Entre juin 2012 et janvier 2017, un dosage de sTREM-1 par méthode ELISA a été réalisé à partir du serum de patients avec une Maladie de Crohn suivis au sein d’une cohorte prospective monocentrique d’un centre tertiaire pour la prise en charge des Maladies Inflammatoires Chroniques Intestinales. Les caractéristiques (traitement reçus, ancienneté de la maladie, phénotype, localisation), l’activité clinique de la maladie (définie à partir du compte-rendu médical de la consultation/ hospitalisation au moment du prélèvement) et la CRP étaient évaluées au moment du prélèvement ainsi qu’au cours du suivi clinique des patients de manière prospective et standardisée. La date de début de suivi correspondait à la date du prélèvement, la date de fin d’analyse était à 48 mois de l’inclusion.

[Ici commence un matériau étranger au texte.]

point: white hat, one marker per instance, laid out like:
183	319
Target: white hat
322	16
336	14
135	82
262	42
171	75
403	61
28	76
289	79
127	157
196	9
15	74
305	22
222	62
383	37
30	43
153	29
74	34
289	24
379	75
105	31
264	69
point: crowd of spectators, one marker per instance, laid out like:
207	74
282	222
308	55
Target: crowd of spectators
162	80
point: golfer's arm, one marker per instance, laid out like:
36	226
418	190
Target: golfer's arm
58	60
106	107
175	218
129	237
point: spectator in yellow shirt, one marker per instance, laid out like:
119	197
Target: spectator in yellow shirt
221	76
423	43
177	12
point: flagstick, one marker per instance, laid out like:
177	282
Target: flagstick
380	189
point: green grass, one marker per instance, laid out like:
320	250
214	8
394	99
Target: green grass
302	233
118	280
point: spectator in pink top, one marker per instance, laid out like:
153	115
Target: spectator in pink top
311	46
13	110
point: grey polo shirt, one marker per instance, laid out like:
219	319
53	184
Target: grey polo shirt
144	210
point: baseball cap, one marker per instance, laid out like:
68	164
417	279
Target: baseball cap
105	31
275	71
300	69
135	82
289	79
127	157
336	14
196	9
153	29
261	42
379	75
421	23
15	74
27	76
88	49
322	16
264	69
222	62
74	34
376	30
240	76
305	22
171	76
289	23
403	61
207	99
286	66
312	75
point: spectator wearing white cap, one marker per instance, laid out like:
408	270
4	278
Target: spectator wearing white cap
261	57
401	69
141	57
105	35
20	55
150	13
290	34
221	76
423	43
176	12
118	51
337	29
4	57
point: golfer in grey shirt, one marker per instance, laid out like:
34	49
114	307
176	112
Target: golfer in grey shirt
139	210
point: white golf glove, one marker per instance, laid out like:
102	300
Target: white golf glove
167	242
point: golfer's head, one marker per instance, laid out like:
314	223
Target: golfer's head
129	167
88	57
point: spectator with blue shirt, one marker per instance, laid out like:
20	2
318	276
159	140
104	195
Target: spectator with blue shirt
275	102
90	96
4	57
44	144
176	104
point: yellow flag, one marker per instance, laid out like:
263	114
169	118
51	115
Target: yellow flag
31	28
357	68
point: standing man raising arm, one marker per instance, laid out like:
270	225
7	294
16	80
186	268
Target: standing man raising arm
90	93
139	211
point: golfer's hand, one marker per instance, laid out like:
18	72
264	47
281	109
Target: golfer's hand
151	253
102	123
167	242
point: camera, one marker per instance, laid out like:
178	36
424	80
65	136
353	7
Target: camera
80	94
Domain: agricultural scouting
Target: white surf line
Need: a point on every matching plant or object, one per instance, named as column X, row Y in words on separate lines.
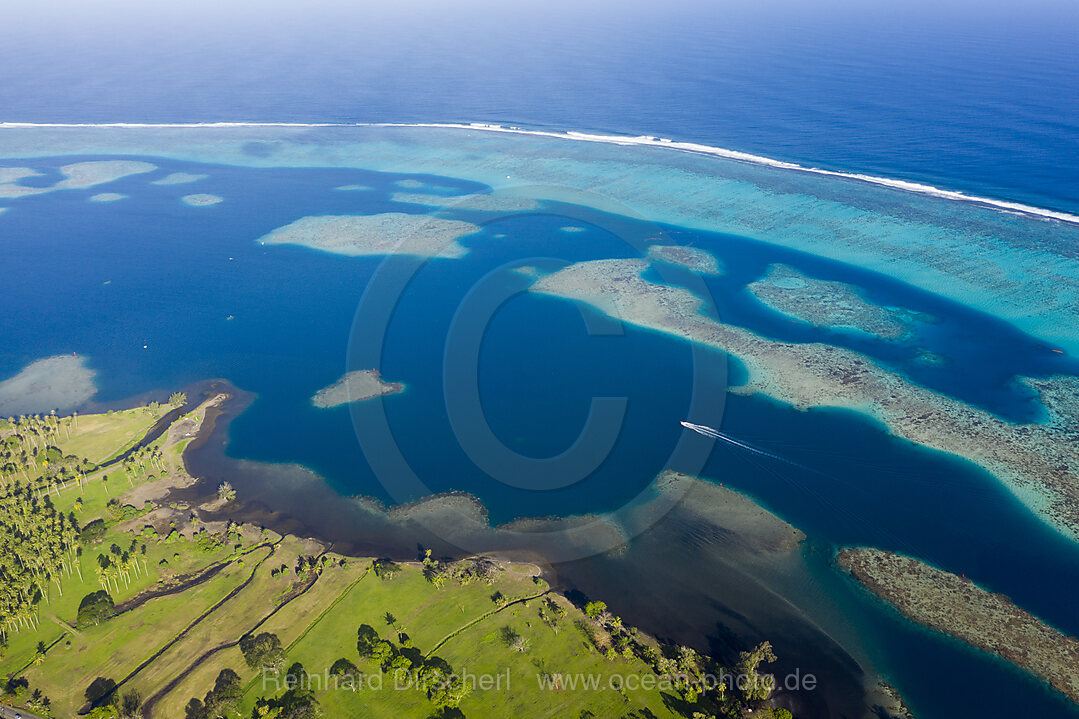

Le critère de jugement principal était la survenue d’une poussée de la maladie définie par la survenue d’une hospitalisation, d’une intervention chirurgicale ou d’un changement de traitement (hors intolérance ou effets secondaires). Les patients en rémission ont été séparés en deux groupes suivant la valeur de la médiane des dosages de sTREM-1 dans cette population. Les courbes de survie en rémission de chacun de ces deux groupes ont ensuite été calculées à l’aide de la méthode de Kaplan-Meier avec un calcul du Hazard ratio (HR) par la méthode de Log Rank (modèle univarié). La courbe ROC pour évaluer les performances diagnostiques pour prédire une poussée de la maladie dans les 48 mois a également été calculée.

Résultats

Deux cent deux patients ont été inclus. Seize patients ont été perdus de vue avant la fin du suivi. Au prélèvement, l’âge moyen des patients était de 35,9 ans (+/-13,4 ans) et 84,2% d’entre eux étaient traités par anti-TNFalpha (n=170). La médiane d’ancienneté de la maladie était de 11 ans (IQR : 12 ans). sTREM-1 était significativement augmenté chez les patients en poussée (n=67, médiane : 330,7 pg/mL ; IQR : 197,1 pg/mL ) comparés à ceux en rémission (n= 135; médiane= 230pg/mL ; IQR : 176,1 pg/mL; p<0,0001, test de Mann Whitney). Les patients en rémission avec une maladie de phénotype perforant présentaient une augmentation significative de sTREM-1 (n=36 ; médiane=270 pg/mL ; IQR : 196pg/mL) en comparaison aux autres phénotypes (n=99 ; médiane=221 pg/mL , IQR : 142 pg/mL p=0,02 ; Mann Whitney). Il n’y avait pas de différence en fonction de la localisation de la maladie. Les patients en rémission avec une valeur de sTREM-1 supérieure à 230 pg/mL (médiane) avaient une probabilité de faire une poussée dans les 4 ans plus importante que ceux avec une valeur de sTREM-1 inférieure (Figure 1 ; HR= 4,73 ; IC95% [1,77 -12,61]). L’AUROC de sTREM-1 pour prédire une poussée dans les 48 mois était de 0,75 (IC95% [0,67 ; 0,84]). Au seuil de 230pg/mL, la sensibilité du dosage de sTREM-1 pour prédire une poussée dans les 48 mois était de 82,6% (IC95% [62,9 ; 93,0]) pour une spécificité de 57,1% (IC95%[47,9 : 65,9]).

Discussion

Conclusion

Une augmentation de sTREM-1 était associée à un sur-risque de poussée, et pourrait être un biomarqueur prédictif de l’activité de la maladie. La confirmation de ces résultats au sein d’une cohorte de validation est en cours. Les mécanismes sous-tendant une telle association restent à explorer.